Transbronchial and Surgical Lung Biopsies in Bone Marrow Transplant Patients with Pulmonary Disease
Kathleen M. Lamb1, Lily C. Chang2, John Wagner1, Nathaniel R. Evans1, Rohit Kumar1, Boyd Hehn1, John Farber1, Abhinav Gabbetta1, Scott W. Cowan1.  1Thomas Jefferson University Hospital, Philadelphia, PA, 2Jefferson Medical College, Philadelphia, PA

OBJECTIVE: Pulmonary complications occur frequently after bone marrow transplantation (BMT) and are associated with increased morbidity and mortality. We reviewed our experience using transbronchial biopsy (TBB) and surgical biopsy (SB) for diagnosis of pulmonary disease in BMT patients.

METHODS: A retrospective review was conducted of BMT patients who had undergone lung biopsy between 1/2002 and 12/2012.

RESULTS: Seventy patients met inclusion criteria. Patients underwent either TBB (n=31) or SB (video assisted thoracoscopy, VATS, n=20 or thoracotomy, n=9). Ten patients required SB after initial TBB. Biopsies indications included: pulmonary infiltrates/opacities (n=49; 70%), infection (n=8; 11.4%), nodules (n=6; 8.6%), and respiratory failure (n=6; 8.5%). While all SBs were successfully diagnostic, TBB was diagnostic in 31/41 (75.6%); the remaining 10 required SB. Biopsy pathology revealed inflammatory processes (n-43; 61.4%), infection (n=13; 18.6%), lymphocytic bronchitis/alveolitis (n=8; 11.4%), and recurrence of hematologic malignancy (n=6; 8.5%). Complications after TBB included pneumothoraces requiring chest tube placement (n=2). In patients treated surgically +/- TBB, prolonged intubation was the most common complication (n=3 SB; n=2 TBB/SB). Thirty day mortality rates were 29% after TBB, 33.3% after SB. No mortalities were directly related to biopsies.

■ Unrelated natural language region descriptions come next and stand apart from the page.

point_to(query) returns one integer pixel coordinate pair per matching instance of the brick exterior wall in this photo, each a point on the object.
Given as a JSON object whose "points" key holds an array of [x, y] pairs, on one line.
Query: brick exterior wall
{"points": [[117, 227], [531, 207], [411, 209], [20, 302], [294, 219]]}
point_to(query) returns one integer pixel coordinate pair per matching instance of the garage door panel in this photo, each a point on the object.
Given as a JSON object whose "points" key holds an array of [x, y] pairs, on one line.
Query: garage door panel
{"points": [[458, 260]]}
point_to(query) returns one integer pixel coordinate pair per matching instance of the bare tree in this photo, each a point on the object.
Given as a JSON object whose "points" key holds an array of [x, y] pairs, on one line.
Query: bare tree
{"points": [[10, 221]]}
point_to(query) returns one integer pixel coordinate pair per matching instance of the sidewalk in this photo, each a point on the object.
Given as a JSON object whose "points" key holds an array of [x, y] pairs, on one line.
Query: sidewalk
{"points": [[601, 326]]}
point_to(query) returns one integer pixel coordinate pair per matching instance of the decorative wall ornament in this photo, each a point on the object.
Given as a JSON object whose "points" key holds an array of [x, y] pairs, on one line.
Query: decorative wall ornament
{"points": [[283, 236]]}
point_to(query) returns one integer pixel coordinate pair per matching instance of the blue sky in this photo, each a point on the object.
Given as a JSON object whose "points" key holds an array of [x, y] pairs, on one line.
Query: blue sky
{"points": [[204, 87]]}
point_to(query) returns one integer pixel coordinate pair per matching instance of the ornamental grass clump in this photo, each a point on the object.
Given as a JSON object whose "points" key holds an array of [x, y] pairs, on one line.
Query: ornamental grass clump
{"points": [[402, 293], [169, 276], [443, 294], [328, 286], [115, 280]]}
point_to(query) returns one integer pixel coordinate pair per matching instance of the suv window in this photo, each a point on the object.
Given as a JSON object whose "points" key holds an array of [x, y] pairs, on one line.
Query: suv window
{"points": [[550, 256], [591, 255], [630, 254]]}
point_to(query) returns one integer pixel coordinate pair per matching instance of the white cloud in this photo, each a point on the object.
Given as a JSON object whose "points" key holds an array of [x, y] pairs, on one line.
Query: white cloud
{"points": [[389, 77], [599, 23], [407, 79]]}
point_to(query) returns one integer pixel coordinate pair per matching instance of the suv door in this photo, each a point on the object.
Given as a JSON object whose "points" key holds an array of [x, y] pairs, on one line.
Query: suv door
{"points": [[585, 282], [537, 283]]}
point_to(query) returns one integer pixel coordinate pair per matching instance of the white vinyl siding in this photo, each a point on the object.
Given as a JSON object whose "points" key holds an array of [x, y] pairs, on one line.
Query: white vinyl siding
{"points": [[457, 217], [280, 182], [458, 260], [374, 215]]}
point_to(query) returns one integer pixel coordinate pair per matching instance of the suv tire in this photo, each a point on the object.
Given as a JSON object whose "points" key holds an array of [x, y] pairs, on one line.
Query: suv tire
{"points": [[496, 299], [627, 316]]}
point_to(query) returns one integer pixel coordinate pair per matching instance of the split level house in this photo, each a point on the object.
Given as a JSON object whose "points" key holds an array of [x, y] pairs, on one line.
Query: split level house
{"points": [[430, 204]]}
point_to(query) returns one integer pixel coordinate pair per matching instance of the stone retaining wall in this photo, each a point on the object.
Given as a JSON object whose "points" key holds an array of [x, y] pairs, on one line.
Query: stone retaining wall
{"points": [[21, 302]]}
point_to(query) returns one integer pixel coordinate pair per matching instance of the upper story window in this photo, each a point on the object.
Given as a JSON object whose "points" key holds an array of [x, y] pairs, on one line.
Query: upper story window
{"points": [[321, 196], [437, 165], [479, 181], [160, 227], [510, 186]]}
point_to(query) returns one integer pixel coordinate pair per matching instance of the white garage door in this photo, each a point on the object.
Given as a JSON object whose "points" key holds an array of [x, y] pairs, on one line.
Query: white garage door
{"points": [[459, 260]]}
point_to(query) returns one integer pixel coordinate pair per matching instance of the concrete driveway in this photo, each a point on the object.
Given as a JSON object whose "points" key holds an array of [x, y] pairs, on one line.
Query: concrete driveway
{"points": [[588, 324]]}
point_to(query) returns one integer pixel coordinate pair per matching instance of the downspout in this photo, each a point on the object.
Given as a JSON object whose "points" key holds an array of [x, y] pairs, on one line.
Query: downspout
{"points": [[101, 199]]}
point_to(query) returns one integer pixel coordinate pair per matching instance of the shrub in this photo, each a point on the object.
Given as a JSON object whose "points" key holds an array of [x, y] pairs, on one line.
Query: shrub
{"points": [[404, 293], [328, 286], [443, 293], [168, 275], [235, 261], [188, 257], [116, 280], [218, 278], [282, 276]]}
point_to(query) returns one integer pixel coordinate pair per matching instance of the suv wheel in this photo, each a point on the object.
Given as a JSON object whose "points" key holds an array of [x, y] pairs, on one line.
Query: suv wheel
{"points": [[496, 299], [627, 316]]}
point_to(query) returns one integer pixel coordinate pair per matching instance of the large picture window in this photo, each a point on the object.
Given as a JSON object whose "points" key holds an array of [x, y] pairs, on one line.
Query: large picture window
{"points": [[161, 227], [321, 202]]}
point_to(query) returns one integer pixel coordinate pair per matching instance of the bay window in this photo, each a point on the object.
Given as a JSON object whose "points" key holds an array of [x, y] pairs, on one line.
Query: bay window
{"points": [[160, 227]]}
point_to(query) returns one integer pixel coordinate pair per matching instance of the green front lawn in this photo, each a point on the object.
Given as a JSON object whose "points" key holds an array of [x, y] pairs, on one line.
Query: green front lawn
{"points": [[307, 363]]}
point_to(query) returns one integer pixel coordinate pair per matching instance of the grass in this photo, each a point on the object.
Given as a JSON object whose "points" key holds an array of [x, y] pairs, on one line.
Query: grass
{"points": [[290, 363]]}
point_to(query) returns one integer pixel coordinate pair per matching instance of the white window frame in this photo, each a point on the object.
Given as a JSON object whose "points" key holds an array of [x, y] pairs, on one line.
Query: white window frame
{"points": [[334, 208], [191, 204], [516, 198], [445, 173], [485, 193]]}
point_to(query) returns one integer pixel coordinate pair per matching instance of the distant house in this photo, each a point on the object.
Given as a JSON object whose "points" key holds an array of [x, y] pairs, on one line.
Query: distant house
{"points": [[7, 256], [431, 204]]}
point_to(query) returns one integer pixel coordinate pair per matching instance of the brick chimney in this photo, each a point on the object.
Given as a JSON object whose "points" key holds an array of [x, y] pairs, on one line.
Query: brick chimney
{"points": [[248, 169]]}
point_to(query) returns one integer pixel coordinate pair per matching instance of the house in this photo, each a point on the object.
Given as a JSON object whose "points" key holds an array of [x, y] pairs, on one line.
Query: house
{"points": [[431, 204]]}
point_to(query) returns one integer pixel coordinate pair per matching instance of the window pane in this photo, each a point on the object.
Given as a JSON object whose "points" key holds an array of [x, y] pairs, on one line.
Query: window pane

CONCLUSION: Lung biopsy is safe and effective in BMT patients; however, prognosis is poor in patients requiring biopsy. TBB is diagnostic in 75.6% of patients with a low complication rate. SB can be performed with acceptable morbidity and mortality. Review of this data of patients who are on average 1 year from BMT suggests that TBB may be used as a first line diagnostic procedure.